By Blue Chevigny
Podcast moderator Amy Costello hosts a UNICEF Radio discussion on educating children in some of the world’s most challenging contexts, with 13-year-old Duhabo Goleecha of Kenya (left) and other guests.
Segment #4: ‘A World Fit for Children’. Click here to listen to a discussion about educating children in some of the world’s most challenging contexts, featuring these guests:
H.E. Dr. Minkailu Bah, Minister of Education, Sierra Leone; Tove Romsaas Wang, Chair of the Rewrite the Future Campaign and Chief Operating Officer, Save the Children Norway; Alan Court, Director of UNICEF’s Programme Division; and Duhabo Goleecha, 13, from the Kakuma refugee camp in Kenya.
NEW YORK, USA, 19 December 2007 – Providing education to children in regions and societies affected by conflict – or emerging from it – is a major challenge. Yet communities in conflict-affected areas consistently rank education as a high priority. And they demonstrate astounding resourcefulness and resilience in seeking out and providing schooling for their children.

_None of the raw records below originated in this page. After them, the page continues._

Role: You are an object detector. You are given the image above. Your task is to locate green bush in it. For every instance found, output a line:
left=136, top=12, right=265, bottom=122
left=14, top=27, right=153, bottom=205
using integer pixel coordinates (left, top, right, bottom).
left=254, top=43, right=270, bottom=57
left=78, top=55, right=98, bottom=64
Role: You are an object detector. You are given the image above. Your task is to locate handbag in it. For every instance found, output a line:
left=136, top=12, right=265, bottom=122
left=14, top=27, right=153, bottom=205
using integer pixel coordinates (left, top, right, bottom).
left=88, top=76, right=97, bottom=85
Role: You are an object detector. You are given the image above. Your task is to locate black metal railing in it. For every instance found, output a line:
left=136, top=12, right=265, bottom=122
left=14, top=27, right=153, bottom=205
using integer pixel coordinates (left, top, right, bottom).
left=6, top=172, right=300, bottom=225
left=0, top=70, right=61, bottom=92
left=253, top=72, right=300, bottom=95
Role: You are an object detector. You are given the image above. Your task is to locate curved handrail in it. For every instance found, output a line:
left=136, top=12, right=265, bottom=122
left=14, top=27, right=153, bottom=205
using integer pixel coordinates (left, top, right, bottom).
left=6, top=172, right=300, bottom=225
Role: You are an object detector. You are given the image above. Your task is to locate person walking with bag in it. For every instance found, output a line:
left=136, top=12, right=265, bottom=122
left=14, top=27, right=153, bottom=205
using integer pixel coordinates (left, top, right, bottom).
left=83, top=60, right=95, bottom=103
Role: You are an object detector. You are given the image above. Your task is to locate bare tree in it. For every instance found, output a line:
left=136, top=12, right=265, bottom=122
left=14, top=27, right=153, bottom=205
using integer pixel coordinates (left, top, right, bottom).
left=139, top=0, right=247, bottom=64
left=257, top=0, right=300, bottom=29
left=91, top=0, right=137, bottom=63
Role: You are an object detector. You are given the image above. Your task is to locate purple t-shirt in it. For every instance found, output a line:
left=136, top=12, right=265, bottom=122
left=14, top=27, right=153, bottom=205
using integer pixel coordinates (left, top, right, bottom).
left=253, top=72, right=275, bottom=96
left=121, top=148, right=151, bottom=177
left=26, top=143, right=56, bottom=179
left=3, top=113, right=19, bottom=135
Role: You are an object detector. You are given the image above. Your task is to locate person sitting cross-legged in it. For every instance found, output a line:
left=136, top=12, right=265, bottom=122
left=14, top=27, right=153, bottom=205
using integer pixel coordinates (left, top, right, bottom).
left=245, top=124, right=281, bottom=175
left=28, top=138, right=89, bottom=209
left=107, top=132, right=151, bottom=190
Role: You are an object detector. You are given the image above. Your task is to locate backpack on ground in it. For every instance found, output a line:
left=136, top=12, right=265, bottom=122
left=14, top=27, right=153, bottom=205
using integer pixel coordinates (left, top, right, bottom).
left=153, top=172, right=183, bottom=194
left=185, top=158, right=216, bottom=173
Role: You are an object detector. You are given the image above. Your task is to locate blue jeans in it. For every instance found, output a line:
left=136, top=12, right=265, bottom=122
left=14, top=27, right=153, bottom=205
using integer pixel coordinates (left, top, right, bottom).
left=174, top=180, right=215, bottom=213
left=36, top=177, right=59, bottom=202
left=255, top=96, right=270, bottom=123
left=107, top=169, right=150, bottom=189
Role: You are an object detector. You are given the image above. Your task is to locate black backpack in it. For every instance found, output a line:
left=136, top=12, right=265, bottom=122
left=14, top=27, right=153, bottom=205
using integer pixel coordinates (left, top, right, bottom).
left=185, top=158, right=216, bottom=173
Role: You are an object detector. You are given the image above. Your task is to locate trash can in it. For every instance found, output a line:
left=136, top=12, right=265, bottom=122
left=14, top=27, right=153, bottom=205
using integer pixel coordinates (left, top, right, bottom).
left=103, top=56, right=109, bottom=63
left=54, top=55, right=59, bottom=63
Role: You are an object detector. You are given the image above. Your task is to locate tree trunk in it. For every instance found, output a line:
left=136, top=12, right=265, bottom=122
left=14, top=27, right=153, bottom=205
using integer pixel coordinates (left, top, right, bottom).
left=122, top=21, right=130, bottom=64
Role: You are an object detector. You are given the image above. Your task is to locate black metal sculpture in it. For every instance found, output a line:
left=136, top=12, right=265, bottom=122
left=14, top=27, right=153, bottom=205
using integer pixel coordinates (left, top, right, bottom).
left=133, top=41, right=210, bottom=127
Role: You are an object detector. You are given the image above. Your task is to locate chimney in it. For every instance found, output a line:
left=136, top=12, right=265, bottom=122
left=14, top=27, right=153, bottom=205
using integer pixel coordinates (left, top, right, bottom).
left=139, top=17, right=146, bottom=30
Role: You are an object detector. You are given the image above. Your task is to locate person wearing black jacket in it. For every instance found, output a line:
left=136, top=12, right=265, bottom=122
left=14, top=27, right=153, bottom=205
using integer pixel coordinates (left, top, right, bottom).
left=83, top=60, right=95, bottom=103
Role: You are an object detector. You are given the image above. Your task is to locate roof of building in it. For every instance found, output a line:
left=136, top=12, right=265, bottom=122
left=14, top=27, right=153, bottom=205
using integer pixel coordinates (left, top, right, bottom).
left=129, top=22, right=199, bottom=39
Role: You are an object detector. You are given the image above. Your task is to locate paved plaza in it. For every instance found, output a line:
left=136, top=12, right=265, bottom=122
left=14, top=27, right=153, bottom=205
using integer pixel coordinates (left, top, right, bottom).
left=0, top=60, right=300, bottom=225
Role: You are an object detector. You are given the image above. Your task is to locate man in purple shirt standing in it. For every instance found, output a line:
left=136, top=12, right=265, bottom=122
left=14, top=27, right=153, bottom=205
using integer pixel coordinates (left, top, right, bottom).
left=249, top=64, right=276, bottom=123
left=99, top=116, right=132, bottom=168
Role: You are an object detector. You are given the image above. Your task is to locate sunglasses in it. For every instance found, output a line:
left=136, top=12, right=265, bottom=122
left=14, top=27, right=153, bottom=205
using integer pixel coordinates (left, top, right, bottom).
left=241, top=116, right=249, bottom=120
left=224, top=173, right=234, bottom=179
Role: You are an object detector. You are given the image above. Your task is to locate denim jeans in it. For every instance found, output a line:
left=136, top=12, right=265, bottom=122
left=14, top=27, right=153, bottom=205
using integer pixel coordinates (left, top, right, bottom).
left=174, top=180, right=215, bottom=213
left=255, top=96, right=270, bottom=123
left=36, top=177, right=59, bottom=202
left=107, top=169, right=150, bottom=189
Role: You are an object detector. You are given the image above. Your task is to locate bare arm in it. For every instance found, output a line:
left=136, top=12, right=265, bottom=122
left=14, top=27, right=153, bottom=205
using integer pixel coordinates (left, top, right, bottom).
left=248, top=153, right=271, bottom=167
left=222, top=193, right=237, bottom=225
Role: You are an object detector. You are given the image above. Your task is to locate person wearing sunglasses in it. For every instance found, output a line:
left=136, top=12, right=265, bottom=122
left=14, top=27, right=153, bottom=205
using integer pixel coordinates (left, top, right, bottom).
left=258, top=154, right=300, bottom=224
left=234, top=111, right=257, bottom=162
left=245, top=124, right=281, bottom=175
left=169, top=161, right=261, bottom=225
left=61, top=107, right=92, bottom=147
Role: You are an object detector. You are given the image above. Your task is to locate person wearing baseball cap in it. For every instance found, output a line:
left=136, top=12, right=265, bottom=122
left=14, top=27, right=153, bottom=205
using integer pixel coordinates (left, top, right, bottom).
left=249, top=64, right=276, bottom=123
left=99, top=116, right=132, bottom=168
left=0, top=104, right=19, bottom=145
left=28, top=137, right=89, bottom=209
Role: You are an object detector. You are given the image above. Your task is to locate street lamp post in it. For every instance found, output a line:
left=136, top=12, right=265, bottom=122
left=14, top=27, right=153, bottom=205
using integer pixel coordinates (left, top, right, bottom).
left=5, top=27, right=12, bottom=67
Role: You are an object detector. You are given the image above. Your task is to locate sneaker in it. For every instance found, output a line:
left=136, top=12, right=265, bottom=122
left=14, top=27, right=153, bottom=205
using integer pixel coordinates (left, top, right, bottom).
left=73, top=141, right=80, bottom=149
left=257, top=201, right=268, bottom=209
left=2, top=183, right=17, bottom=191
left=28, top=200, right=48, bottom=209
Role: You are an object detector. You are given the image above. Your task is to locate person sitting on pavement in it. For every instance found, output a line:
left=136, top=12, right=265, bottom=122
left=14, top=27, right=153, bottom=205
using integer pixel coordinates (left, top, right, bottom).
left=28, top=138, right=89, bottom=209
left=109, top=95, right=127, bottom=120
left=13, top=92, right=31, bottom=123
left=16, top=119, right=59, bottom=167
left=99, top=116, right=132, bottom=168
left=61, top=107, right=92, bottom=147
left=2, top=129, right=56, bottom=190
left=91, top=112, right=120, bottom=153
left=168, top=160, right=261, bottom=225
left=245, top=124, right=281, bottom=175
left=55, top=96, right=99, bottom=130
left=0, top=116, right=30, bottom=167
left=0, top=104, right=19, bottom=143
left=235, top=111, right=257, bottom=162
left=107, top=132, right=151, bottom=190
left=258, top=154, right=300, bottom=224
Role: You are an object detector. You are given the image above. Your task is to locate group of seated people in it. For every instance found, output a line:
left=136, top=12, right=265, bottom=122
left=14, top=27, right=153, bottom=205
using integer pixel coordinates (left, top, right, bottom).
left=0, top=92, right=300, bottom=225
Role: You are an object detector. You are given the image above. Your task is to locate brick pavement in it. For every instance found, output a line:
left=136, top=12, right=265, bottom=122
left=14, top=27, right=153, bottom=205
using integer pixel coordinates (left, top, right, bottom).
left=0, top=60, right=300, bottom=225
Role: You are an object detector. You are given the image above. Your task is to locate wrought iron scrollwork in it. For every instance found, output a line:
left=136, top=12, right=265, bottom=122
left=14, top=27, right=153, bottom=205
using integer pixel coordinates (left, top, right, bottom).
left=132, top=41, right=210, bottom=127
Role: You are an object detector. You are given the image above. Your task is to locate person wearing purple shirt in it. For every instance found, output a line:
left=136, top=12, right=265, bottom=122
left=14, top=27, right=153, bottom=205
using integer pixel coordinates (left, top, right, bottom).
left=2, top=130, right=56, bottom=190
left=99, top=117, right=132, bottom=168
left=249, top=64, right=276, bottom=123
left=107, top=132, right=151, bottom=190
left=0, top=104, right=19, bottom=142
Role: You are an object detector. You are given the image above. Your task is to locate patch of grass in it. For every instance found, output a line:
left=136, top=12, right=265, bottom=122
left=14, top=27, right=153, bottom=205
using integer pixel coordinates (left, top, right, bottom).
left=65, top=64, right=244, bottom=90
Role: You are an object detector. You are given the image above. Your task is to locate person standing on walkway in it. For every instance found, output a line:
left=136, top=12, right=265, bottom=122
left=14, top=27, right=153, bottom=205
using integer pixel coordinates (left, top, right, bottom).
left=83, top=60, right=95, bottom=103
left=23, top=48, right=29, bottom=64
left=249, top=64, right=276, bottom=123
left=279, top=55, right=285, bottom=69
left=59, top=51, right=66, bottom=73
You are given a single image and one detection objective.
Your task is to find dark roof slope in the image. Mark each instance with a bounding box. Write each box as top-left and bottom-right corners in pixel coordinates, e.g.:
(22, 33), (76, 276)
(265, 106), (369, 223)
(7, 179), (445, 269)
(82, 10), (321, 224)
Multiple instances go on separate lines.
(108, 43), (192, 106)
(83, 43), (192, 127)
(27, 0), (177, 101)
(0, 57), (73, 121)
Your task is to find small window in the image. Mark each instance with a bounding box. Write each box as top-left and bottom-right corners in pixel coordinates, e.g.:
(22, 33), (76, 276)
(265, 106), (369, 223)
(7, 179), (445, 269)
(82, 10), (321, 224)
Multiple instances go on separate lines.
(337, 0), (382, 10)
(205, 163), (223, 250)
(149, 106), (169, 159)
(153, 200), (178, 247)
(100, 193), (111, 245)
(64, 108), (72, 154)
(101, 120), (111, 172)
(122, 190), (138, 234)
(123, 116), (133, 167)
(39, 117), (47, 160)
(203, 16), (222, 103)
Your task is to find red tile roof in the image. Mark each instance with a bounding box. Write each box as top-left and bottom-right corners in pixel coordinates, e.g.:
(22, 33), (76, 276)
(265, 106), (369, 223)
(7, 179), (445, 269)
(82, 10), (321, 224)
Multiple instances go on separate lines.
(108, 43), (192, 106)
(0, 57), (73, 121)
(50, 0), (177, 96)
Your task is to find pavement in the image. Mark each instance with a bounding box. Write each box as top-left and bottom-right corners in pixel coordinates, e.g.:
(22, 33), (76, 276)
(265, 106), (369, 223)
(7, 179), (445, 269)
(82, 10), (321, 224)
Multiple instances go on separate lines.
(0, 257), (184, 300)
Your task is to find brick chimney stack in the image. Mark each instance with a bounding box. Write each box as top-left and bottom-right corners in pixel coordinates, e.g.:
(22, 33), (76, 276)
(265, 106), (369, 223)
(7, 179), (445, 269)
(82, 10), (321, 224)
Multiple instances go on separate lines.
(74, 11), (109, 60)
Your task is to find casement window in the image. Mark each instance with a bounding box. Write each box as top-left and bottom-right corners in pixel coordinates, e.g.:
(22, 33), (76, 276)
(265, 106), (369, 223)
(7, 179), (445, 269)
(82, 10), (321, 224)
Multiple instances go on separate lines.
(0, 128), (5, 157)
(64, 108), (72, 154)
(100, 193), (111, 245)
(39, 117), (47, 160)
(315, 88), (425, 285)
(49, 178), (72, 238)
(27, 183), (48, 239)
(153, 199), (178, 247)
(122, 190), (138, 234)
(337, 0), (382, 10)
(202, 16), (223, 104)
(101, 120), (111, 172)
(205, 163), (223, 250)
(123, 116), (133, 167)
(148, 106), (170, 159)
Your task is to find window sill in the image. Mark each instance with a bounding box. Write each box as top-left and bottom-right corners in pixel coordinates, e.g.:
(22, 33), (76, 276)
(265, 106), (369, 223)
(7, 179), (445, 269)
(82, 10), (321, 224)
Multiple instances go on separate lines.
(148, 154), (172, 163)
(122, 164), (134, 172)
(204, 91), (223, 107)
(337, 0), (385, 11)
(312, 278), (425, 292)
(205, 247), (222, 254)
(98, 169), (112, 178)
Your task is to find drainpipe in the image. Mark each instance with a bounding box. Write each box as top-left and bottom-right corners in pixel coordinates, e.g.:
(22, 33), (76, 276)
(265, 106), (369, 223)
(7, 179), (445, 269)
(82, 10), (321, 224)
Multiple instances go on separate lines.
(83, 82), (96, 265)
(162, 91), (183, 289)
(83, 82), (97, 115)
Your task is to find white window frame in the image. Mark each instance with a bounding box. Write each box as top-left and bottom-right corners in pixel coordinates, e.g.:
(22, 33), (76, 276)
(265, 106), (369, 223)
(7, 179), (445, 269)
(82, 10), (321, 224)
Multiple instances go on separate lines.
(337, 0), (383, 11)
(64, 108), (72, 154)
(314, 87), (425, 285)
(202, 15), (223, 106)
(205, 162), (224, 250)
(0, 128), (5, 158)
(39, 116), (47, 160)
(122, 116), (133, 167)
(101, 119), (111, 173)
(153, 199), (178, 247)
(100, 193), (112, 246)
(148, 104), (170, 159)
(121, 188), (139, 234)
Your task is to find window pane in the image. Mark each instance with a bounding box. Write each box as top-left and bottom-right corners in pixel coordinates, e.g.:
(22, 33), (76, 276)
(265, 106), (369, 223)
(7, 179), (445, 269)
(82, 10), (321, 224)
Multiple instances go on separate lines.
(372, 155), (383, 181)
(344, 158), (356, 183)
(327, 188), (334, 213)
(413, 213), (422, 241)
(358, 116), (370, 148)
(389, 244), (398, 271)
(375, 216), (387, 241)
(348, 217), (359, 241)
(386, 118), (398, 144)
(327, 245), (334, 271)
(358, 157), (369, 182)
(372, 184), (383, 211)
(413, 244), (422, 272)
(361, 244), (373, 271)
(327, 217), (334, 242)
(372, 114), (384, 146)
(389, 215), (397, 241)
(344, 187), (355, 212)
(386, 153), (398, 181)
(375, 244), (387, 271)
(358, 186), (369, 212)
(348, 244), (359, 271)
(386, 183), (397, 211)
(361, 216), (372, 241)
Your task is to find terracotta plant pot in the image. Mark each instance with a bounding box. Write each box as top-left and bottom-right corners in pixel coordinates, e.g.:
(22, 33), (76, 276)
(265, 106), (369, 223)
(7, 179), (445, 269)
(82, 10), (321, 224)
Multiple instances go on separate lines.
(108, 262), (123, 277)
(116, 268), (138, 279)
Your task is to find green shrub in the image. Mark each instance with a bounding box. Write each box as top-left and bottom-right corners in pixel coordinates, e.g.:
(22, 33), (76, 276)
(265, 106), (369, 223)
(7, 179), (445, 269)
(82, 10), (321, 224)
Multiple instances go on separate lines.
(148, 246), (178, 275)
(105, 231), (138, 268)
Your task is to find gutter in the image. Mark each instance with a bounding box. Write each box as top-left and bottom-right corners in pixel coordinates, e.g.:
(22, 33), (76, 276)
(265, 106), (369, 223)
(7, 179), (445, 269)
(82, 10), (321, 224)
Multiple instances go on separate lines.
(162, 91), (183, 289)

Education to achieve goals
It has been five years since ‘A World Fit for Children’ was adopted as the plan of action emerging from the United Nations General Assembly Special Session on Children.
Last week, as in 2002, young delegates convened in New York – this time for ‘A World Fit for Children Plus 5’, a follow-up meeting with the General Assembly to discuss the issues that matter most to them: protection against violence, abuse and exploitation; prevention of HIV; and access to a quality education.
Dahabu Goleeca talked about how critical education was in achieving her goals. “First we want an education,” said Dahabu. “If you educate, in your future, your life will be normal.”
‘Better than diamonds’
While delivering education to countries in the midst of conflict can be complicated, aid agencies have demonstrated that it is not only feasible, but critical to achieving the internationally agreed Millennium Development Goals.
“You might have to do it slightly differently if everything was a stable, normal situation,” said Tove Romsaas Wang. “But it is possible. And we have to be willing to take that risk.”
“The children of any country – these are the assets of that country,” added H.E. Dr. Minkailu Bah. “We call them the gems of the country. They are better than diamonds.”